REVIEWED: SEASON 5 (EPISODE 1) | WHERE TO WATCH: NOWTV, SKY GO, APPLE, GOOGLE PLAY, AMAZON PRIME VIDEO
Killjoys is a sci-fi action series that we as a publication have been shamefully lax in covering, and so, at the beginning of its fifth and final season, we finally get around to talking about it. The story follows Team Awesome Force, a group of interplanetary bounty hunters consisting of former assassin Dutch, mechanics and electronics whisperer Johnny, ex-soldier D’avin, and biotech genius Zeph, who operate in the far future in a planetary system governed by a rigidly stratified society where a class war continually threatens to break out.
Killjoys is best known for being a show about beautiful people being supremely badass, but this subdued restart is far more focused on character rather than action. Every sci-fi series sooner or later does a plot featuring some kind of mind games or reality warping that sees its characters recast in different roles and must somehow wake up from their delusion, and Killjoys has now joined the ranks of those before it. The first episode begins right as the last one left off, with the city of Old Town under a mass delusion controlled by the villainous Lady, a primordial entity who our heroes failed to prevent escaping from an elemental mindscape at Season 4’s climax, and is manipulating the entire population of the moon of Westerley for reasons yet to be made clear.
The viewer is aware it’s all a part of how the Lady is messing with them, so the mystery instead comes from how she is maintaining the delusion, since despite being calculating, manipulative and able to utilise a person’s worst fears against them, her capabilities fall short of actual mind control. However, while the alteration of people’s memories makes them believe in the false reality and keeps them shackled to new lives designed to keep them subdued, it crucially can’t affect the fundamental aspects of who they are as people, and this is where the villain’s plan slowly begins to come apart.
Zeph, being a crazy genius and with a proven record of seeing the cracks in the details of unrealities and refusal to accept something when she decides it that doesn’t add up, is the one first to realise something is wrong.

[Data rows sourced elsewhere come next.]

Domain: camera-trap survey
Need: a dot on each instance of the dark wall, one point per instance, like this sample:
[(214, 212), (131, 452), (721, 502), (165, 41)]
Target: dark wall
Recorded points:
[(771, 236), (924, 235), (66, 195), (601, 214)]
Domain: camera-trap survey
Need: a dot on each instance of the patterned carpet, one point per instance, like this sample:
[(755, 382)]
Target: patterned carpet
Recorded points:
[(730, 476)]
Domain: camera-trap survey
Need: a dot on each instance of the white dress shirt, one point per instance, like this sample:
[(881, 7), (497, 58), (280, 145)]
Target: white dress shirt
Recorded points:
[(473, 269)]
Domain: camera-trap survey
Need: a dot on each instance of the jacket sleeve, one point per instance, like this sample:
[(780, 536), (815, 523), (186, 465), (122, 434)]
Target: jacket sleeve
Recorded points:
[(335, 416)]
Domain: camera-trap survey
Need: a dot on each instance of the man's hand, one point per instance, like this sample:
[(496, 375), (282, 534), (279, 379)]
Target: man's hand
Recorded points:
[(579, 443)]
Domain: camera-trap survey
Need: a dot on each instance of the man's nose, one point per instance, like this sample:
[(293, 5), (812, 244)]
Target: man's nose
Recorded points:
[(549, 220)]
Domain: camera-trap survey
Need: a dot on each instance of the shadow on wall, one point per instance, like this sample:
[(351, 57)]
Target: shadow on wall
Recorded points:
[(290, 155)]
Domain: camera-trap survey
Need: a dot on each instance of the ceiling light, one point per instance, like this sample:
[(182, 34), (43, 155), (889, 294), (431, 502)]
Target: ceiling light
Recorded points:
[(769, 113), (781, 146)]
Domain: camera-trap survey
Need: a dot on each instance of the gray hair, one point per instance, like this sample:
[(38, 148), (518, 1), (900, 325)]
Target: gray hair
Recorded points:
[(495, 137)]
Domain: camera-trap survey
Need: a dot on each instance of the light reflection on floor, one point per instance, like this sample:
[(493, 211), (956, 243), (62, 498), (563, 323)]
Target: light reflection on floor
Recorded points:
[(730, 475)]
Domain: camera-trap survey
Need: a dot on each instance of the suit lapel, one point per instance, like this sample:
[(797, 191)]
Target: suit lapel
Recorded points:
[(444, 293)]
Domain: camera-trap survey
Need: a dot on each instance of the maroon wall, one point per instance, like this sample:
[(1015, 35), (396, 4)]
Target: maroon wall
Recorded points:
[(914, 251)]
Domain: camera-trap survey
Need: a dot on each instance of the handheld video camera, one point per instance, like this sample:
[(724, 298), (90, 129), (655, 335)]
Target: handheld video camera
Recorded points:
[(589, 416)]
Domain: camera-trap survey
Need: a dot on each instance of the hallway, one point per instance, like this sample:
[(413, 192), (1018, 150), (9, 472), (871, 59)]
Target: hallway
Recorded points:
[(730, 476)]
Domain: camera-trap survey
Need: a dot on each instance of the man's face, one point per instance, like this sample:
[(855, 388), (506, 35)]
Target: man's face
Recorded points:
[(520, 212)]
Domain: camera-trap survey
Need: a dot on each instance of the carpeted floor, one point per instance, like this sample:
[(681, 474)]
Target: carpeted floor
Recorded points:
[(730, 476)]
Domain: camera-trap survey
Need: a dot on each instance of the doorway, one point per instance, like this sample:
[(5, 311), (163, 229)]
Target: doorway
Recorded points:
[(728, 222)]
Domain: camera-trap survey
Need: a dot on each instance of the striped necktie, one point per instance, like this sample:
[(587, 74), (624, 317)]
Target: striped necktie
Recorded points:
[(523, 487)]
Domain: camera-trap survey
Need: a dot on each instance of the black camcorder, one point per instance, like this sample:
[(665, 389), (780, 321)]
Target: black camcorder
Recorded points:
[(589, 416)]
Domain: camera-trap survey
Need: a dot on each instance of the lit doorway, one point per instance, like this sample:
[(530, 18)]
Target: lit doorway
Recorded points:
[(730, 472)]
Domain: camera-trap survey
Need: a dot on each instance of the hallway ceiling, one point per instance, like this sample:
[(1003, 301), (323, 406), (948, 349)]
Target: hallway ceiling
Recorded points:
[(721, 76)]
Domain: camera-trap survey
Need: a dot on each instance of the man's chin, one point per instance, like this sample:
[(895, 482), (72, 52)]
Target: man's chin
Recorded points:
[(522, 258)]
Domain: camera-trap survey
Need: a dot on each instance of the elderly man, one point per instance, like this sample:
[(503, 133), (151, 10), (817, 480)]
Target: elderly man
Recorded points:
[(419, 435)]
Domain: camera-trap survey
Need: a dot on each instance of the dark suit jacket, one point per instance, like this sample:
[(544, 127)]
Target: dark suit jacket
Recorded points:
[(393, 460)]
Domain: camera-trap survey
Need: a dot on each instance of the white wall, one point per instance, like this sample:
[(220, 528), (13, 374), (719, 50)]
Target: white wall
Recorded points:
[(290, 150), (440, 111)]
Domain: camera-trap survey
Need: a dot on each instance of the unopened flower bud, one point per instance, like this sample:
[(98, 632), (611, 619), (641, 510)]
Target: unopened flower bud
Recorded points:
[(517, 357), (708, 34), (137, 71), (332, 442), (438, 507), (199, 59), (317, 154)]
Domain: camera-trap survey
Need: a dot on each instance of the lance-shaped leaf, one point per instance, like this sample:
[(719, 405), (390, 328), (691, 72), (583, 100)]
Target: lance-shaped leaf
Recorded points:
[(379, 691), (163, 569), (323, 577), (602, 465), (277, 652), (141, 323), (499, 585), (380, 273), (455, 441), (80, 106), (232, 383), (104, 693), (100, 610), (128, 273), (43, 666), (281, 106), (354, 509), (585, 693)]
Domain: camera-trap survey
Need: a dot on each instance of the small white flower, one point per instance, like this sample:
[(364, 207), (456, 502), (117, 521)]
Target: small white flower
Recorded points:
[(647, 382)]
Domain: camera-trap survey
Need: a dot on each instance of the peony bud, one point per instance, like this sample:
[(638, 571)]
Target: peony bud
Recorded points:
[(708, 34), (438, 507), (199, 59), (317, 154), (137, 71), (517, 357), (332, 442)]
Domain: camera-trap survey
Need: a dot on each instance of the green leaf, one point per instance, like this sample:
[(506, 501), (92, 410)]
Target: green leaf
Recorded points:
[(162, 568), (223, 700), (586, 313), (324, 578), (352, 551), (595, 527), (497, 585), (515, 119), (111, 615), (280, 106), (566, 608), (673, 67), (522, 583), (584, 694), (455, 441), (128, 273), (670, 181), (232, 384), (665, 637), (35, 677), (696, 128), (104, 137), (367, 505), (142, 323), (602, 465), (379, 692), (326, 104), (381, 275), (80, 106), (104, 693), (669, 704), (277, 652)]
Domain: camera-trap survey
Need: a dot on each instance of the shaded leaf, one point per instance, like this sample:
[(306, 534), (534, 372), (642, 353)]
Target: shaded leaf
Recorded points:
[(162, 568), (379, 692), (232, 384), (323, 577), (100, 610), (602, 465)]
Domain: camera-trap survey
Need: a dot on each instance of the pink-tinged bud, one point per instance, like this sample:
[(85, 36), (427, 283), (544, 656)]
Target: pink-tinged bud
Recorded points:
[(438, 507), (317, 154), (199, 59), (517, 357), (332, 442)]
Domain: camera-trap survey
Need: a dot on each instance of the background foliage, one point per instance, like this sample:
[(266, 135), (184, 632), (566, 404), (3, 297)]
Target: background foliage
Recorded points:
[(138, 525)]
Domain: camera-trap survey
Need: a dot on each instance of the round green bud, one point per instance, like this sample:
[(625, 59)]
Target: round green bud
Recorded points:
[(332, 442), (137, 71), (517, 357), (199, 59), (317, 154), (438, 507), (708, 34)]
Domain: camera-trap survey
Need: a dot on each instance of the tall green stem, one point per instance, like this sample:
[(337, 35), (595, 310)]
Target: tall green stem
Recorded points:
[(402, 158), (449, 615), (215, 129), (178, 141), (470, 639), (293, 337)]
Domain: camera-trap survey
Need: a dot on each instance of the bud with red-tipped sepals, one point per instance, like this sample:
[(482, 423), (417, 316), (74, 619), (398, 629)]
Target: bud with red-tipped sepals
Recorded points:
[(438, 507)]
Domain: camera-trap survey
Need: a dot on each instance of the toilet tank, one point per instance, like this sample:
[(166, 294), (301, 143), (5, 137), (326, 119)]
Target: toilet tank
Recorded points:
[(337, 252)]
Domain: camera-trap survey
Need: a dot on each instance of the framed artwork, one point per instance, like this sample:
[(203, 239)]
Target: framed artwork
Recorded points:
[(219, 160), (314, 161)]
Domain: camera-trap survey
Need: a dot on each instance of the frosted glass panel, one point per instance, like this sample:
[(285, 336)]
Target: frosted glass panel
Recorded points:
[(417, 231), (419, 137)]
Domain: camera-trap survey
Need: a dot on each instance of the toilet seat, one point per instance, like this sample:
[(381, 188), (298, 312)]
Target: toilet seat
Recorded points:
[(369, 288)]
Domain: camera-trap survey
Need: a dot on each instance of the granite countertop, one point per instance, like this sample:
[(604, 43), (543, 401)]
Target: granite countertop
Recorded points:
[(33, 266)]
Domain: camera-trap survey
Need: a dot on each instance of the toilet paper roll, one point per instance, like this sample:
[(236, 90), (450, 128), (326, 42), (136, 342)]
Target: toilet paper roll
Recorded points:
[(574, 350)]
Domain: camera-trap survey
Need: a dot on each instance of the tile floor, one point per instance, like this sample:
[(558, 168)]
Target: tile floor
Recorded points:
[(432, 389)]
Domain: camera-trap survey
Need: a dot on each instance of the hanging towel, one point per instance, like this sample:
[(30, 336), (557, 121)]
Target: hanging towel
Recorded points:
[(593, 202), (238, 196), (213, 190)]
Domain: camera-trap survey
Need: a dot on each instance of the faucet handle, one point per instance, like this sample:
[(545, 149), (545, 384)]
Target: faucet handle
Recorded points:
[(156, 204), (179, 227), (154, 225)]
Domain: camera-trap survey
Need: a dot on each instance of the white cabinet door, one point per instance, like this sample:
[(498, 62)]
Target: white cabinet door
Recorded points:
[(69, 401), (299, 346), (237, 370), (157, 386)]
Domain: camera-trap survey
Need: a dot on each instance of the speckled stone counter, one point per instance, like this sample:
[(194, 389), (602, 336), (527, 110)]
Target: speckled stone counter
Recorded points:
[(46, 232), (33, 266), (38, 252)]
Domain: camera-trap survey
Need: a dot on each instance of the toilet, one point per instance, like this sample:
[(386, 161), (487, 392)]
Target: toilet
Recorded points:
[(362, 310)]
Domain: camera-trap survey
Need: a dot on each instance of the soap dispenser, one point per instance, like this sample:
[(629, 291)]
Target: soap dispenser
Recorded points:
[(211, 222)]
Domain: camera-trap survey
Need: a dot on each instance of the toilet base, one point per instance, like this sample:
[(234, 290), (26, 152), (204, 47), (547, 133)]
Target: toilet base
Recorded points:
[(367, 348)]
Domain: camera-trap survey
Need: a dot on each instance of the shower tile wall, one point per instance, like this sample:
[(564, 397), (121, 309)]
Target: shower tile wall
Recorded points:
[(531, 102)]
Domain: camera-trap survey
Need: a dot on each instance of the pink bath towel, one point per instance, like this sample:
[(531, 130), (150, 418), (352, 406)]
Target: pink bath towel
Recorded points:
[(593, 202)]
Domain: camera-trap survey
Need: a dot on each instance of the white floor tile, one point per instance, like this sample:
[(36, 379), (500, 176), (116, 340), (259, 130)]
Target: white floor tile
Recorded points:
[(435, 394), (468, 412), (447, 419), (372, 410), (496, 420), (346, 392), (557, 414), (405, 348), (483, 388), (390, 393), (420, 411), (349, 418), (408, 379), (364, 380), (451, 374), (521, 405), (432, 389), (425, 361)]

Dutch, meanwhile, experiences flashes of her true life breaking through the mental firewall, leading to her suspicion something isn’t right with her world. This leads to the bulk of the developmental interaction being between the two women, resulting in a different and fun dynamic and also Zeph’s girl-crush being dialled up to 11.
Inevitably, there is also an appearance from ruthlessly ambitious aristocrat Delle Seyah with her typical condescending sneering, and even though she is a hateful sociopath uncaring of anyone beyond what she can use them for and who also murdered one of the show’s most sympathetic characters, she still remains someone the viewers are constantly pushed to emotionally invest in and be impressed by.
Run, Yala, Run is a slow beginning that pulls us back into the world of the Quad. Although everything is now different, the consistencies of the characters still remain, and it’s unlikely to be too long before everyone else remembers who they truly are, and the final battle against the Lady and her forces will begin.